Recently Deputy Director of Cambridge Assessment International Education Dan Bray was in Armenia. During the visit, Armenpress interviewed Mr. Bray on the fate of the Araratian Baccalaureate, global education trends and prospects for further collaboration with the Ayb Foundation.
- Mr. Bray, today there are various discussions over the Araratian Baccalaureate and its international recognition and so, could you briefly say why the international recognition of a qualification is important.
There are really two reasons why international recognition is important. The first and, I think, the most important reason is that it’s a guarantee of quality, which is so important for lots of people — for parents,for teachers, for schools, for students themselves. It’s a reassurance that the qualification is at least of the same standard and of the same quality as you would receive anywhere else in the world. The second reason refers to value. What the international recognition does, it demonstrates the value of the certificate, and that might be to universities, whether they be in Armenia or abroad, or might be to employers, or to anybody who is interested in the value of certificate.

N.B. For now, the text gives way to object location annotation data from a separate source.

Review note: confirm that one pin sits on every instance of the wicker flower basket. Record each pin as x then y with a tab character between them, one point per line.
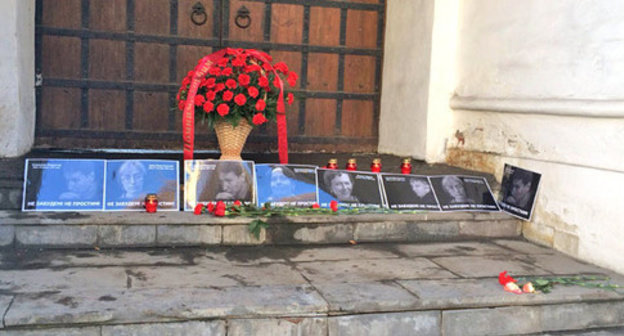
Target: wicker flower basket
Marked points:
232	139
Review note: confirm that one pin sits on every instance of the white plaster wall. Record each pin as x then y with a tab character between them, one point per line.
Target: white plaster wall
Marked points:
407	53
539	84
17	94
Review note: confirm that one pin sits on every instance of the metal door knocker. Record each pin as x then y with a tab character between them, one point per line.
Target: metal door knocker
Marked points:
198	15
242	20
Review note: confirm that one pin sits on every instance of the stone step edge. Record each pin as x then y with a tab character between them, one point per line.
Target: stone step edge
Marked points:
16	217
517	320
234	234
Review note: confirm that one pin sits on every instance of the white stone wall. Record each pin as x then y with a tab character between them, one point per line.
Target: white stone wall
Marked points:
17	77
540	84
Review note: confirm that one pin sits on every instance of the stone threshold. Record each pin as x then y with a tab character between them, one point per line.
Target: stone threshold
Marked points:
138	229
396	289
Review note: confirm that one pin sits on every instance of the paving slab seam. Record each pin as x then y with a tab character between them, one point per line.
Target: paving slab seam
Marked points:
6	311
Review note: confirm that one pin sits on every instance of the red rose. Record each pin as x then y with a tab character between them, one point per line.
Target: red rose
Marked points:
208	107
214	71
223	62
223	109
210	82
259	119
253	91
260	105
228	95
198	209
231	83
238	62
211	95
240	99
243	79
292	78
263	81
281	67
199	100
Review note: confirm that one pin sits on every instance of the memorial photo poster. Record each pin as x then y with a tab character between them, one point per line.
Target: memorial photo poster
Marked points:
129	181
456	192
286	185
63	185
348	188
211	181
409	192
518	191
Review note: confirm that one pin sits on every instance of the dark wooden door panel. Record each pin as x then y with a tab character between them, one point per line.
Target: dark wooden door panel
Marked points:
111	69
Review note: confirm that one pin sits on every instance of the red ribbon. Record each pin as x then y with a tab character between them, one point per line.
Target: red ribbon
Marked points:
188	116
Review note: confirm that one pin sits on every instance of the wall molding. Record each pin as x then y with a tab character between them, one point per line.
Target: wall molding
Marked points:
590	108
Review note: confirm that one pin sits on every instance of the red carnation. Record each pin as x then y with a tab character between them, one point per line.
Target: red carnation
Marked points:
199	100
243	79
240	99
198	209
281	67
253	91
220	209
228	95
292	78
260	105
263	81
211	95
259	119
208	107
231	83
223	109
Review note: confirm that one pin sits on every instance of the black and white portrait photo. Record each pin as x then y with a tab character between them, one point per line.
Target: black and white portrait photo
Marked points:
63	185
456	192
286	185
409	192
349	188
129	181
211	181
518	191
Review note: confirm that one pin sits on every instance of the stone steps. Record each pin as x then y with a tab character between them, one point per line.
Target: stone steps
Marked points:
137	229
443	288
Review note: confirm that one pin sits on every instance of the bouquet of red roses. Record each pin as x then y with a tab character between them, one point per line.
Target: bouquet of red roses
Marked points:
240	83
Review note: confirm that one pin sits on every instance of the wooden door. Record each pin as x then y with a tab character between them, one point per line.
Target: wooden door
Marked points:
109	69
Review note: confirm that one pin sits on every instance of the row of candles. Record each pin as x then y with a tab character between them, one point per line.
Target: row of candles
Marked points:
406	165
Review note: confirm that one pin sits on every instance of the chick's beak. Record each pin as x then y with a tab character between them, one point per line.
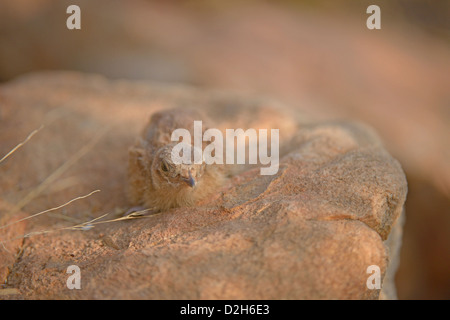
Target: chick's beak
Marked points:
190	180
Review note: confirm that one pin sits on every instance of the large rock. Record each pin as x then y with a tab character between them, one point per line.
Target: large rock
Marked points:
308	232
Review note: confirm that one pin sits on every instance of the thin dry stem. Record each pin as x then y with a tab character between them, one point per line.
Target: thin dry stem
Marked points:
20	144
58	172
49	210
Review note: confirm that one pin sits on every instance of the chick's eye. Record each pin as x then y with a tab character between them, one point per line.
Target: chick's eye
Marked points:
164	167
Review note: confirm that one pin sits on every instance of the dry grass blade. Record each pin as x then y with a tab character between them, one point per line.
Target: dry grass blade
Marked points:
49	210
58	172
20	144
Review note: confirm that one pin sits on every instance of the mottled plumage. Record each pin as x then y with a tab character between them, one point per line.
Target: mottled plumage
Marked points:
154	180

So the international recognition is a way of demonstrating to the world the quality and value of a qualification and its certificate.

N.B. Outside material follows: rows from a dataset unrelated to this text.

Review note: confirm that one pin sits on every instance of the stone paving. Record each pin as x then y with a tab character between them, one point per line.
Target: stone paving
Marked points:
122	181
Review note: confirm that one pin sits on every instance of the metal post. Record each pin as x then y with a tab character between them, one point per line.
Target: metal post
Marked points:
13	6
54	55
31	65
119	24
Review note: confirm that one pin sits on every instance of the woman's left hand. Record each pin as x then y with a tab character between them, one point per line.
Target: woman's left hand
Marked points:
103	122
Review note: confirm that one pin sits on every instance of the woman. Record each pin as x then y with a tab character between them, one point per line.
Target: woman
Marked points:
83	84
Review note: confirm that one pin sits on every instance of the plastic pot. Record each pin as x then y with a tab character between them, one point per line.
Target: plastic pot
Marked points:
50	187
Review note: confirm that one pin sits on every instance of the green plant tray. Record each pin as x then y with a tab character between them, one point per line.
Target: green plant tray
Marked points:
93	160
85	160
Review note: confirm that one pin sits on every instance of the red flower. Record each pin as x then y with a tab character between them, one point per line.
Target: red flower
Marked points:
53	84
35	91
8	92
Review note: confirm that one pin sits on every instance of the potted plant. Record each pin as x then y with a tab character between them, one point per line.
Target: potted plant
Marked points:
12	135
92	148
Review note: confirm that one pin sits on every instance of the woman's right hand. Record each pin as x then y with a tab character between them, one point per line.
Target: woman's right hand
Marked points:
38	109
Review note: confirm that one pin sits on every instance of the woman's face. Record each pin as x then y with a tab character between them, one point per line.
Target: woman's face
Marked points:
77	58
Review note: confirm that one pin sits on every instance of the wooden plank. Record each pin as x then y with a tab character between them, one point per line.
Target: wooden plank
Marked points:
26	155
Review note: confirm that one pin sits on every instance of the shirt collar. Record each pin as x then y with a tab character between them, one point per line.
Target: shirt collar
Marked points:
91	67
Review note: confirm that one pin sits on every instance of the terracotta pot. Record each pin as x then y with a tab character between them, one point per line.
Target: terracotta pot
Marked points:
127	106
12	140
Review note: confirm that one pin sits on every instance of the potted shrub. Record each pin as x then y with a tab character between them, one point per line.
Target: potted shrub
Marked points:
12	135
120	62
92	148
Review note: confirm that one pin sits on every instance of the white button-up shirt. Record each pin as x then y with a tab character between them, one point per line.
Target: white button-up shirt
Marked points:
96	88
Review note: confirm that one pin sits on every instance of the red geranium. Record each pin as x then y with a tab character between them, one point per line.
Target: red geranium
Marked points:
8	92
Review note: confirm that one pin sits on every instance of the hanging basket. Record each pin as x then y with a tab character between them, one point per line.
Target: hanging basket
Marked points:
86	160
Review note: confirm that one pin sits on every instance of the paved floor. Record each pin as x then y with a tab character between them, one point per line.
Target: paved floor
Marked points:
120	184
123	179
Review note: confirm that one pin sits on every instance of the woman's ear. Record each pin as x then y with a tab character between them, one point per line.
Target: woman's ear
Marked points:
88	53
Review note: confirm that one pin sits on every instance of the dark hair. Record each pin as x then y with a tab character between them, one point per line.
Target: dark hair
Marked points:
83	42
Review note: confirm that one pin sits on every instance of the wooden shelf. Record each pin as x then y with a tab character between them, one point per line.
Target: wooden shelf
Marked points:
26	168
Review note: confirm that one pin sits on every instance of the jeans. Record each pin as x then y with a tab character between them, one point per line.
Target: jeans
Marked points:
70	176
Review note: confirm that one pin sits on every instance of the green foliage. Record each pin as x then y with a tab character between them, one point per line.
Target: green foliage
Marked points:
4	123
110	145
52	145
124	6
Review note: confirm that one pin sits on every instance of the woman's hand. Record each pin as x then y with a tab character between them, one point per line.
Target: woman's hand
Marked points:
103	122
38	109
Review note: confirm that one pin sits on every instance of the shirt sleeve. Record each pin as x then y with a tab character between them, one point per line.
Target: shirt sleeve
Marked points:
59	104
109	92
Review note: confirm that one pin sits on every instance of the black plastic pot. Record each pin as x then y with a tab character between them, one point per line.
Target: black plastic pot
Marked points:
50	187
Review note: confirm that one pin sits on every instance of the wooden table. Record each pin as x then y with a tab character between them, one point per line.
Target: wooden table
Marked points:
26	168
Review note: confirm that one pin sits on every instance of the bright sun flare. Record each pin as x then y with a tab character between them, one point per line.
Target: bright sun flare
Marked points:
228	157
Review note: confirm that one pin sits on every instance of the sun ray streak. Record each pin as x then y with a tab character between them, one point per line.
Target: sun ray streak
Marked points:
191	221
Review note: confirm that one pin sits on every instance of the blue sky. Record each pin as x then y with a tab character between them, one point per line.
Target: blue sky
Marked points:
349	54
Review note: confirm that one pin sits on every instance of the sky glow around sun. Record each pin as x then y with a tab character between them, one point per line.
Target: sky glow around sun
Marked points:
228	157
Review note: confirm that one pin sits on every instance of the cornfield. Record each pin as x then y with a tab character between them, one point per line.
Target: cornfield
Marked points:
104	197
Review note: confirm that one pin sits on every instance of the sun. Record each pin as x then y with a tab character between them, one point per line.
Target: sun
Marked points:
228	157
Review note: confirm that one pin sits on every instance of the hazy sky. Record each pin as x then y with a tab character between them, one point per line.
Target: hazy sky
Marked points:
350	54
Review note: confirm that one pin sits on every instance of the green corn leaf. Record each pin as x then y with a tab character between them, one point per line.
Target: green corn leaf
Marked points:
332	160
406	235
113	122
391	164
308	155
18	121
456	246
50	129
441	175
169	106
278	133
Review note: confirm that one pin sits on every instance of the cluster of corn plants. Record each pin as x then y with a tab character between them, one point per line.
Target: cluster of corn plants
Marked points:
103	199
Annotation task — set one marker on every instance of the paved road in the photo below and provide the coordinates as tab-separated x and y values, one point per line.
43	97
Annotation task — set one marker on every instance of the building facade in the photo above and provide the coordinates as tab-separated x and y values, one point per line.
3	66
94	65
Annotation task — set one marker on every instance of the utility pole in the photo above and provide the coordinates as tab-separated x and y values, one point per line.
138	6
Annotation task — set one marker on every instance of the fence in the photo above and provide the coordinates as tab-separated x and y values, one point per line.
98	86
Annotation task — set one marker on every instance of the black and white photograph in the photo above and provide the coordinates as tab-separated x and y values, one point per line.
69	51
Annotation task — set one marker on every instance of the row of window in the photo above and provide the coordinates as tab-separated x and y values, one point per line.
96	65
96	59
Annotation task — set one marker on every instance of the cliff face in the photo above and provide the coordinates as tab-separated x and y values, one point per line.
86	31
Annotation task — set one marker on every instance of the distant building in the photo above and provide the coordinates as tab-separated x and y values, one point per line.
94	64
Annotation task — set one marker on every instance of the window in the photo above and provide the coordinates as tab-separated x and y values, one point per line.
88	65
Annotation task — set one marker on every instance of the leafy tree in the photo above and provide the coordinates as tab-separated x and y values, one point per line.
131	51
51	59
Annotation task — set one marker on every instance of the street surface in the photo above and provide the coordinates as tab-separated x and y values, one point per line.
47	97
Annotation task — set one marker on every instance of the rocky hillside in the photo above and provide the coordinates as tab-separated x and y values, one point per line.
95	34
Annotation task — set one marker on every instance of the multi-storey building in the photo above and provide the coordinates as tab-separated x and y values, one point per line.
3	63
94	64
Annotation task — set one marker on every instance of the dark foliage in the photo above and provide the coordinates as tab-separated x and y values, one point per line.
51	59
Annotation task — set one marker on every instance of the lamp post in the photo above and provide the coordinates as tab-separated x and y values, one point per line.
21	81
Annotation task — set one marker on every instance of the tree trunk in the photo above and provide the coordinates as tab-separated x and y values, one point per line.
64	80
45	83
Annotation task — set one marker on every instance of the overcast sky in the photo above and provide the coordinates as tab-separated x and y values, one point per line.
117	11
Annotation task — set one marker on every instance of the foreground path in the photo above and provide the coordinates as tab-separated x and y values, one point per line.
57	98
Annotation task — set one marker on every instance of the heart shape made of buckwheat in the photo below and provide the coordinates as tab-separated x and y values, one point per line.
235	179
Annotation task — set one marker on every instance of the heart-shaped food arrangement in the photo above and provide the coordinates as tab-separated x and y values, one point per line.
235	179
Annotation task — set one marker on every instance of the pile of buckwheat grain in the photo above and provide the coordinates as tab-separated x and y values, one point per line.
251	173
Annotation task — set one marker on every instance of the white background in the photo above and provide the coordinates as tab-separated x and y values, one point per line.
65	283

This particular project, the Araratian Baccalaureate, has a number of design aspects that are, I think, very cleverly done, and there has been a very clear vision of what the Ayb Foundation was trying to achieve with the program, and we have not deviated from that goal and we kept the project lean and efficient, which has allowed it to a) do it very quickly and b) to do it cost effectively, but still not compromise on the quality, and achieve high value.
- Who is the Araratian Baccalaureate for?
All successful education systems need multiple options to suit different types of students; students with different interests, students with different abilities. Because of its quality and careful design I believe the AB represents what could be a really valuable option for some of those students in Armenia that want to study the more rigorous academic path. All education systems need variations of certificates awarded to students and AB could be one the most powerful beacons of excellence for the population in Armenia.
- The Araratian Baccalaureate was benchmarked against Cambridge International A Levels. Why?
That was a standard that we chose for a number of reasons. The first is that it’s a well-recognized international standard, and the world of education understands the level of education it offers. The second reason why the A Levels was appropriate was that the A Levels have been created to be flexible, so they represent a set of outcomes for students. So the AB was benchmarked against the A Levels to understand the levels it is achieving.
- Given the uncertainty over the Araratian Baccalaureate, will there be other prospects for further collaboration with the Ayb Educational Foundation?
The prospects are already there and we are excited to continue collaborating with the Ayb Educational Foundation. One area that we are looking to explore together is the sophisticated use of data to support students and teachers in the classroom. The world of data analytics and computing is changing very rapidly. Тhere are advances in machine learning, and artificial intelligence and there's no reason to think it will stop. Importantly, the world of education understands what power we can generate from that data and how that can support teachers in the classroom and the Ayb Foundation has ideas of how that might work. And we will collaborate and work together to understand how to implement it. It’s not about trying to replace teachers with computers, it’s about understanding what teachers do well that computers can’t do, and free them perhaps from the more mechanical elements of the job by training sophisticated computer programs to do it, to free time from teachers so they have more time to focus on their teaching and students’ learning. And we certainly are able to build products and services that will be beneficial for schools of today and of the future. This is a priority for both Cambridge Assessment and the Ayb Foundation and it’s a priority for both organizations that we can find ways in which we can combine skills and resources to explore the area further.
- Does it mean that the traditional classroom will go online?
The key thing is to learn how computers can support teachers in the classroom and not think of how they can replace them. There are things that school does other than just instruction. Part of the reason you go to school is to learn about social interaction, and how to operate in groups, teams, etc., and that is very difficult to replicate online. In this regard, I can’t see that in my lifetime in the primary model of education we will arrive in a situation where we won’t have classrooms in schools. However, classrooms themselves will be very different from where they are now; they will have more project-based learning, more individualized learning, we will have teachers that will be facilitating the learning process in different ways, etc.
- Will the result of the new area of collaboration be available for schools in Armenia?
Together with the Ayb Educational Foundation, we’ve always been thinking about designing things that could be taken out to the country nationally. And that is the Ayb Foundation’s vision. That was the vision that they articulated to Cambridge Assessment when we started working on the Araratian Baccalaureate. Together we build systems that will support the national curriculum and we are eager to roll them out and make available for schools in Armenia, but it’s really up to authorities and policy makers in Armenia whether it rolls out to all schools or a set of schools or doesn’t roll out at all.